Is this a RAC environment?

-- Show waiters

SELECT *
FROM gv$session
WHERE final_blocking_session IS NOT NULL;

-- Show blockers and waiters
SELECT *
FROM gv$session
WHERE final_blocking_session IS NOT NULL
OR sid IN (SELECT final_blocking_session FROM v$session);

 


@durette  there are no blockers or waiters and yes, it is RAC.

I am waiting for the DBA people to check on the Doc ID 2097993.1 thing, they have a Oracle case open.  So, right now that is where I am leaning for a best answer.  I will update with more….


@durette  there are no blockers or waiters and yes, it is RAC.

I am waiting for the DBA people to check on the Doc ID 2097993.1 thing, they have a Oracle case open.  So, right now that is where I am leaning for a best answer.  I will update with more….

If that doesn’t work out, I have a hunch you’re waiting for the TRANSACTION_SYS_LOCAL_TAB table to get synchronized between your nodes.

In IFS Enterprise Explorer, under Batch Queue Configuration, under Cluster Setup, there’s a field called “Attached to Node”. If you can afford the performance hit, moving all your background jobs to the same node might prevent any synchronization delay.

Make sure your TRANSACTION_SYS_SEQ sequence has a healthy cache size. (I believe the default is 20.)

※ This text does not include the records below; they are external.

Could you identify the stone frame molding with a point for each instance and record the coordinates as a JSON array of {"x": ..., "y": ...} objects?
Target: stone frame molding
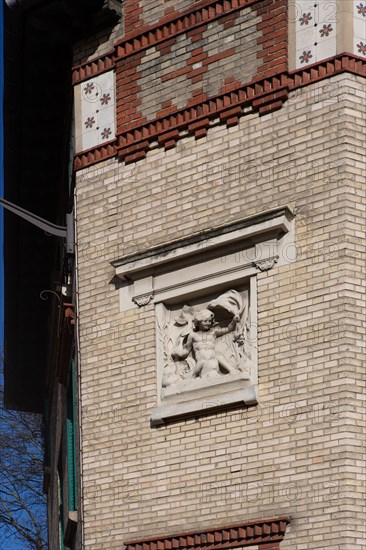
[{"x": 208, "y": 263}]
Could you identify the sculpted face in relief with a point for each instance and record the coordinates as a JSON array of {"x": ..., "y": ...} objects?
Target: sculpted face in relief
[{"x": 207, "y": 345}]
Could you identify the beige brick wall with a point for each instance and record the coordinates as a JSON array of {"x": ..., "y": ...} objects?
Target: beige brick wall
[{"x": 300, "y": 452}]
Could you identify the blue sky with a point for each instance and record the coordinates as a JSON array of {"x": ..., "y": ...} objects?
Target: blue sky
[{"x": 1, "y": 181}]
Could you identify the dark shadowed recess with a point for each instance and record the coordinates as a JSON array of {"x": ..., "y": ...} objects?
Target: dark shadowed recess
[{"x": 37, "y": 117}]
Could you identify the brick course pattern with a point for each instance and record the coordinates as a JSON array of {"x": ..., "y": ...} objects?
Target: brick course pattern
[{"x": 300, "y": 452}]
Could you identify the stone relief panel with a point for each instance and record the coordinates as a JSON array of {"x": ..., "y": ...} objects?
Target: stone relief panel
[
  {"x": 206, "y": 353},
  {"x": 205, "y": 344}
]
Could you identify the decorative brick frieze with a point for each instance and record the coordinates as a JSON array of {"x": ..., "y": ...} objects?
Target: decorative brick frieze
[
  {"x": 92, "y": 68},
  {"x": 160, "y": 34},
  {"x": 264, "y": 96},
  {"x": 265, "y": 533}
]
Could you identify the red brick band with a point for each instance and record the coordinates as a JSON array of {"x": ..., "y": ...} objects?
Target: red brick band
[
  {"x": 266, "y": 533},
  {"x": 196, "y": 16},
  {"x": 265, "y": 96}
]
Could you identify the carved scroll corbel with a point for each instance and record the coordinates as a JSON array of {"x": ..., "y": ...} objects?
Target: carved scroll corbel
[
  {"x": 267, "y": 264},
  {"x": 143, "y": 299}
]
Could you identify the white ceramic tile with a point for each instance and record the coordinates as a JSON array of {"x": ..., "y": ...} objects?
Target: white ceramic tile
[
  {"x": 327, "y": 11},
  {"x": 359, "y": 26},
  {"x": 305, "y": 37},
  {"x": 305, "y": 56},
  {"x": 359, "y": 9},
  {"x": 359, "y": 46},
  {"x": 326, "y": 48},
  {"x": 95, "y": 100}
]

20 may not be high enough. Check out Don Burleson’s test results here, as he increased the sequence cache size for parallel execution across nodes:

Sequence cache and RAC (dba-oracle.com)


Not sure if I can choose two best answers, because you both have the best answers.  The DBA people are working on the fix for the oracle bug, and I still think there are some bumps to the cache amount to improve synchronization between the nodes would be good too.  Currently that sequence is at the default 20.  Hopefully this situation will be resolved soon.  If not, you will see my return :)